A split Greenville City Council voted Tuesday to resume adding fluoride into the local water supply for the first time in three years.
Two council members said they were against the measure, which was being recommended by a local dentist.
“I’ve just got some real concerns,” said James Evans, who asked most of the questions concerning the issue.
Council member Cedric Dean felt the decision should have been up to individual residents.
“I’m just not into putting fluoride into something, and forcing it onto somebody who doesn’t want it,” he said.
But Dr. Jeffrey Nelson, D.D.S. said there was no scientific evidence to indicate there was any harm to the public by the move, which could help lead to healthier teeth for the city’s population.
“I base my belief on research, peer-reviewed research,” Nelson said, adding there is 70 years of studies available, “that show nothing but positive benefits.”

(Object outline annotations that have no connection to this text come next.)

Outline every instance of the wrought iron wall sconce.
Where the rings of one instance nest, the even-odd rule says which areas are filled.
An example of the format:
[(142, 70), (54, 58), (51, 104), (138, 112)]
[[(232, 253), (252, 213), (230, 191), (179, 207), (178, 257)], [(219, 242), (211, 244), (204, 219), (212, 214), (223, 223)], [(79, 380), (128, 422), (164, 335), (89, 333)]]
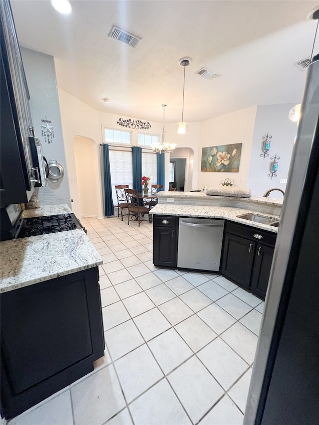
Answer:
[(277, 156), (277, 154), (275, 155), (275, 156), (272, 156), (270, 158), (272, 160), (270, 166), (270, 174), (268, 174), (268, 177), (272, 178), (273, 177), (277, 177), (277, 172), (278, 169), (278, 160), (280, 159), (280, 156)]
[(270, 139), (272, 138), (272, 136), (270, 136), (268, 133), (267, 133), (266, 136), (263, 136), (263, 139), (264, 139), (264, 140), (262, 150), (263, 153), (261, 153), (260, 156), (263, 156), (264, 159), (269, 156), (268, 150), (270, 149)]

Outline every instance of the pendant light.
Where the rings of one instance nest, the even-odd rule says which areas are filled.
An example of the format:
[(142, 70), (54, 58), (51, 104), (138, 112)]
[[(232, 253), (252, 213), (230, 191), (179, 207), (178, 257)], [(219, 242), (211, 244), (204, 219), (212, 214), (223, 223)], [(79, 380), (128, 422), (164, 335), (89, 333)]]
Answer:
[(160, 144), (155, 143), (152, 144), (152, 148), (154, 153), (171, 153), (176, 147), (176, 143), (168, 143), (165, 142), (165, 107), (167, 105), (163, 104), (163, 130), (161, 132), (161, 140)]
[(188, 131), (188, 125), (184, 121), (184, 94), (185, 93), (185, 68), (186, 66), (190, 65), (191, 59), (190, 58), (182, 58), (178, 61), (178, 63), (181, 66), (184, 67), (184, 82), (183, 83), (183, 108), (181, 113), (181, 121), (177, 123), (175, 126), (175, 130), (176, 133), (180, 135), (184, 135)]

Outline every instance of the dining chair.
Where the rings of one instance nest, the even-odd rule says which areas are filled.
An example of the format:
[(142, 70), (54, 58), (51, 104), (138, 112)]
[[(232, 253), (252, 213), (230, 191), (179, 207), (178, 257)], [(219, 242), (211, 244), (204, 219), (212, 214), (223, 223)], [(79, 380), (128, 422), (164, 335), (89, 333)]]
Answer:
[(118, 184), (115, 185), (116, 197), (118, 198), (118, 217), (119, 216), (121, 209), (121, 220), (123, 221), (123, 210), (128, 208), (128, 201), (125, 190), (129, 188), (128, 184)]
[[(141, 216), (143, 216), (146, 214), (149, 214), (150, 210), (147, 207), (140, 205), (140, 199), (138, 196), (138, 191), (135, 189), (125, 189), (125, 193), (127, 197), (127, 203), (129, 206), (129, 218), (128, 224), (130, 224), (130, 216), (131, 220), (133, 217), (135, 217), (136, 220), (139, 222), (139, 227), (140, 223), (142, 222), (140, 219)], [(152, 217), (149, 214), (149, 221), (152, 223)]]

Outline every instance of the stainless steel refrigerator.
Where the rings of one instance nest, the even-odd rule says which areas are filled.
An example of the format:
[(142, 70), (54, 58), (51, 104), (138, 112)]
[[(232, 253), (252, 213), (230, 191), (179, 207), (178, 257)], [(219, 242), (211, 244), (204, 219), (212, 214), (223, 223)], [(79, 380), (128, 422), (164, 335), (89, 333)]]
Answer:
[(301, 117), (244, 425), (319, 424), (319, 55)]

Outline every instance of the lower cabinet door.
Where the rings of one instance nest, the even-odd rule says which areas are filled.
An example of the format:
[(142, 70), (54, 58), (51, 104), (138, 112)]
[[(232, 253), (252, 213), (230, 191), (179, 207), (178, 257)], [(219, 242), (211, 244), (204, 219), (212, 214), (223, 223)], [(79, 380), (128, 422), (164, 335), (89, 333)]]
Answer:
[(255, 246), (255, 242), (248, 239), (226, 233), (223, 251), (223, 274), (248, 287)]
[(153, 262), (155, 266), (176, 267), (177, 235), (176, 229), (154, 226)]
[(273, 261), (274, 248), (258, 244), (256, 252), (252, 276), (251, 290), (265, 299)]

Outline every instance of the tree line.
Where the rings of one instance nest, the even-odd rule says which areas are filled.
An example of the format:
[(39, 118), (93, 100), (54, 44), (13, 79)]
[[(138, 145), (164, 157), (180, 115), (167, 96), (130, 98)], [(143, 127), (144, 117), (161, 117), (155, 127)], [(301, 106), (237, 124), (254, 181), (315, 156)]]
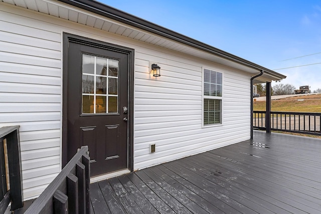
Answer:
[[(266, 84), (256, 84), (257, 93), (260, 96), (266, 95)], [(294, 94), (294, 90), (296, 88), (294, 86), (289, 84), (283, 84), (279, 83), (272, 87), (271, 93), (272, 95), (285, 95), (287, 94)], [(321, 88), (318, 88), (313, 91), (313, 93), (321, 93)]]

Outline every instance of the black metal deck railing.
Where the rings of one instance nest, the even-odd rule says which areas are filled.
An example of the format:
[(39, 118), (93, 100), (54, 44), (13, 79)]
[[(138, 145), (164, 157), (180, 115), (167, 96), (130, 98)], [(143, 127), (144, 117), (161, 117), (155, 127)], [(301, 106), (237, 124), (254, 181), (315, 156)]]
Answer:
[[(266, 113), (253, 111), (253, 127), (266, 129)], [(321, 135), (321, 113), (308, 112), (271, 112), (271, 130)]]

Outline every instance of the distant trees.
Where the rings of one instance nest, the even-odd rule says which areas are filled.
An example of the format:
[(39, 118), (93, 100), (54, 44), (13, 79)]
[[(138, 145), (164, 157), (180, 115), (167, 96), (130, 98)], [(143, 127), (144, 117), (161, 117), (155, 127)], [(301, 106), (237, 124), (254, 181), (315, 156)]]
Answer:
[(313, 93), (321, 93), (321, 88), (318, 88), (313, 91)]
[(280, 83), (272, 87), (273, 95), (285, 95), (294, 94), (295, 87), (293, 85)]

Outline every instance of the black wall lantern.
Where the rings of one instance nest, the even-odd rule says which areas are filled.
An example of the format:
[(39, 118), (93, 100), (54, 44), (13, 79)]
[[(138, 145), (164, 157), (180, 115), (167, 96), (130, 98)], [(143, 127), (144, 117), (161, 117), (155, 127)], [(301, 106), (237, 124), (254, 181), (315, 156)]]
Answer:
[(160, 67), (157, 64), (151, 64), (151, 71), (150, 71), (152, 72), (152, 76), (154, 77), (160, 76)]

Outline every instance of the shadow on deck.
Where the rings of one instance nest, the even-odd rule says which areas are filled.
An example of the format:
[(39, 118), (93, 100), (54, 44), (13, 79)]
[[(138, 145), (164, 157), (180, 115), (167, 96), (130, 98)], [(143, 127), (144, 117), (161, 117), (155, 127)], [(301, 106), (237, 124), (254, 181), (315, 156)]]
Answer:
[(91, 213), (320, 213), (321, 140), (254, 134), (92, 183)]

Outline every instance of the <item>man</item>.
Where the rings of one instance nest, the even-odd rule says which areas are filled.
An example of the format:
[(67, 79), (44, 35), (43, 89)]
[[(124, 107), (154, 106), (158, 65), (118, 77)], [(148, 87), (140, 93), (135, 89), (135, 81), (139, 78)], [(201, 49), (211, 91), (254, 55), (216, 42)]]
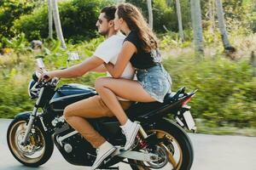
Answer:
[[(104, 62), (115, 64), (125, 39), (124, 35), (114, 31), (113, 19), (115, 11), (116, 8), (113, 6), (106, 7), (101, 11), (96, 26), (99, 33), (105, 36), (106, 40), (98, 46), (93, 56), (85, 60), (83, 63), (68, 69), (44, 73), (41, 77), (45, 77), (45, 75), (49, 76), (49, 79), (52, 77), (67, 78), (80, 76), (88, 71), (106, 71)], [(129, 63), (122, 74), (122, 78), (132, 79), (133, 75), (134, 69)], [(119, 99), (124, 110), (128, 109), (131, 104), (131, 101), (123, 99)], [(115, 147), (100, 135), (84, 117), (96, 118), (113, 116), (98, 95), (72, 104), (64, 110), (66, 121), (95, 148), (98, 149), (97, 156), (91, 169), (96, 169), (99, 167), (102, 161), (115, 150)]]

Director of Public Works John Wright noted the City of Greenville ceased fluoridation of its drinking water in Sept. 2013, due to the effort causing too much wear and tear on equipment. Wright said the current fluoride concentration found naturally in the city’s raw water supply averages one-third to one-half of the fluoride level recommended by the EPA.
Wright said the addition of fluoride to the city’s treated drinking water would raise the natural concentration of about .3 parts per million (ppm) up to the recommended level of 0.7 ppm, with the initial estimated $50,000 in expenses covered in the city budget.

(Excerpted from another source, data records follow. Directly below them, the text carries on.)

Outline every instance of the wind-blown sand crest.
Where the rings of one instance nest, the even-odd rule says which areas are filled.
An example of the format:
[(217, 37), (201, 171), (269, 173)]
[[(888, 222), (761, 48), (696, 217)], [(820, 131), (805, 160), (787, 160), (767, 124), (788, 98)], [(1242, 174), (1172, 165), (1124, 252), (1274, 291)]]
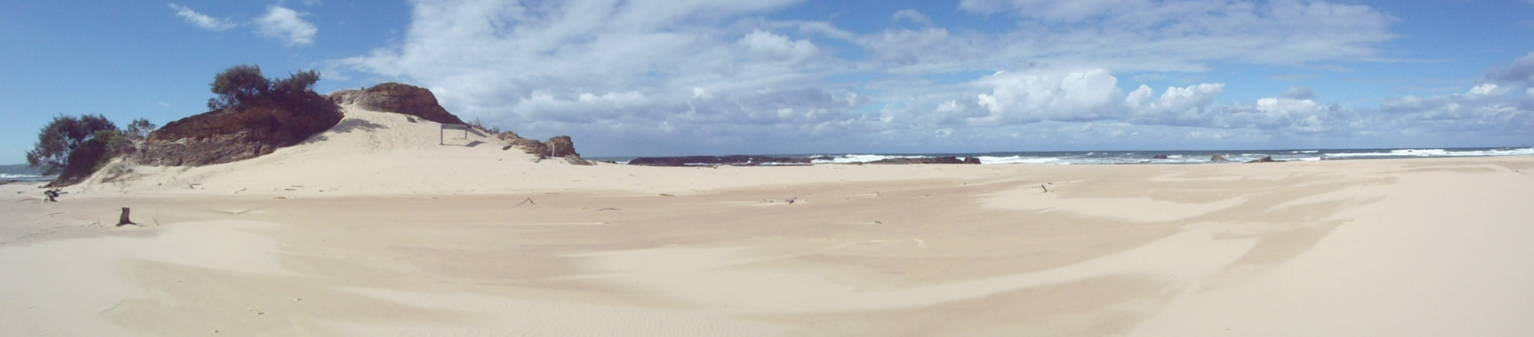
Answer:
[(63, 202), (0, 187), (0, 332), (1534, 334), (1528, 156), (584, 167), (344, 112)]

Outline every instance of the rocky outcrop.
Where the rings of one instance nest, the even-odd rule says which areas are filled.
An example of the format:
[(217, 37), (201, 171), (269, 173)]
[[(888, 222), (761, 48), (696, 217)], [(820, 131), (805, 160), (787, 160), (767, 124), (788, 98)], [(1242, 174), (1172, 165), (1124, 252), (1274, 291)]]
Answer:
[(515, 132), (502, 132), (495, 133), (495, 138), (509, 142), (506, 147), (502, 147), (502, 150), (517, 149), (528, 155), (537, 155), (538, 158), (580, 158), (580, 153), (575, 152), (575, 141), (571, 141), (571, 136), (555, 136), (549, 138), (548, 142), (542, 142), (537, 139), (522, 138)]
[(434, 123), (463, 124), (463, 119), (437, 104), (437, 97), (431, 95), (431, 90), (411, 84), (384, 83), (362, 90), (331, 92), (330, 101), (357, 104), (357, 107), (374, 112), (405, 113)]
[(565, 156), (565, 162), (568, 162), (571, 165), (595, 165), (597, 164), (597, 162), (591, 162), (588, 159), (581, 159), (580, 155)]
[(133, 161), (149, 165), (210, 165), (242, 161), (299, 144), (341, 123), (341, 109), (308, 92), (288, 103), (255, 101), (167, 123), (149, 135)]
[(868, 164), (980, 164), (980, 158), (933, 156), (933, 158), (890, 158), (870, 161)]
[(551, 158), (580, 156), (580, 153), (575, 153), (575, 142), (571, 141), (571, 136), (549, 138), (549, 141), (543, 144), (549, 146)]
[(793, 165), (810, 164), (818, 158), (787, 158), (787, 156), (641, 156), (629, 161), (629, 165)]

Wright said he had heard that extremely high concentrations of fluoride in the water supply, many times the amount to be added, might result in hurting the teeth of baby’s or making bones brittle.
“But we are way away from that,” Wright said.
Evans said he had received calls from several people, expressing reservations about the idea, and had received copies of articles warning of the dangers of adding fluoride.
Evans asked if the addition of fluoride was federally regulated or recommended.
“It is voluntary for municipalities to do it or not do it,” offered City Manager Massoud Ebrahim. “There is no directive, guideline or mandate.”
Nelson said the articles to which Evans were referring were not based on scientific research, explaining that adding the fluoride to the water supply would help strengthen the teeth of local residents, especially younger children, and would help prevent tooth decay.
“Anything that makes the teeth harder or resistant to that is a good thing,” he said. “With one vote tonight … you can prevent more decay than I ever will.”
The vote was 4-2, with Evans and Dean against.